Note that this a very different thing from saying "the cone is fixed."
A fixed cone means we can only vary the size of the sphere, not any property of the cone.
The size and shape of the cone can be completely described by two variables. There are several plausible options for which two variables to use, but they all describe the same range of sizes and shapes. I'll use the angle
$\theta = \angle BAG$ and the height of the cone, $y = AG.$
The sphere can only vary in size, which is completely determined by its radius, $r.$ So we now have three variables to play with, and the volumes of the cone and the spherical cap can be expressed as functions of these variables:
$\Vcone(\theta, y)$ and $\Vcap(\theta, y, r).$
The problem comes with some restrictions on the three variables.
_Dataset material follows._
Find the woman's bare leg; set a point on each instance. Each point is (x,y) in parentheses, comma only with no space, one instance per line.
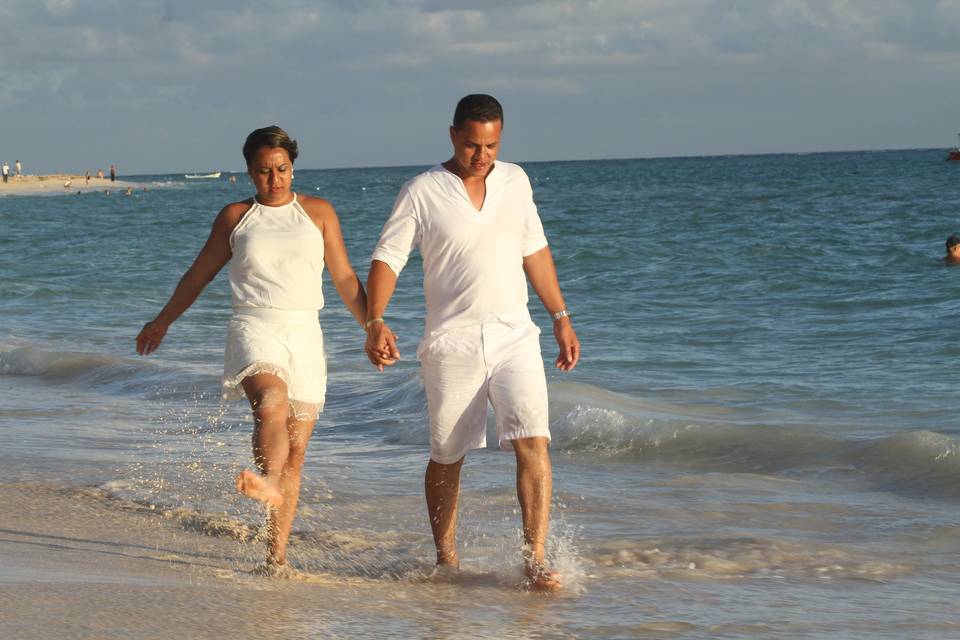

The cone and the spherical cap must both have positive volume,
for otherwise $\Vcap/\Vcone$ is zero or undefined.
Positive volume of the cone implies that
$0 < \theta < \frac\pi2$ and $y > 0.$
Positive volume of the spherical cap implies that
$r > 0$ and $y > x - r,$
where $x = r\csc\theta$ is the distance from the vertex of the cone to the center of the sphere.
But notice that if we multiply $y$ and $r$ by some factor (the same factor for both)
and don't change $\theta,$
the volumes of the cone, the sphere, and the spherical cap all increase or decrease by a common factor.
For example, if we double the lengths $r$ and $y,$ all the volumes increase by a factor of $8.$
The ratios of the volumes do not change.
This implies that the maximum of
$\Vcap(\theta, y, r)/\Vcone(\theta, y),$
if there is a maximum,
can be achieved at any value of either $y$ or $r$ that we want.
To do this, take any combination of $\theta,$ $y,$ and $r$ that maximizes
$\Vcap(\theta, y, r)/\Vcone(\theta, y),$
and scale it up or down so that the value of $y$ (or $r$)
is the value we want.
So we could assume, for example, that $y = 1$ and then maximize
$\Vcap(\theta, 1, r)/\Vcone(\theta, 1)$
over all $\theta$ and $r.$
Alternatively, we could suppose that $r = 1$ and then maximize
$\Vcap(\theta, 1, r)/\Vcone(\theta, 1)$
over all $\theta$ and $y.$
Having tried both, I'll assume $r = 1,$
since the formulas seem not to get messy quite as quickly that way.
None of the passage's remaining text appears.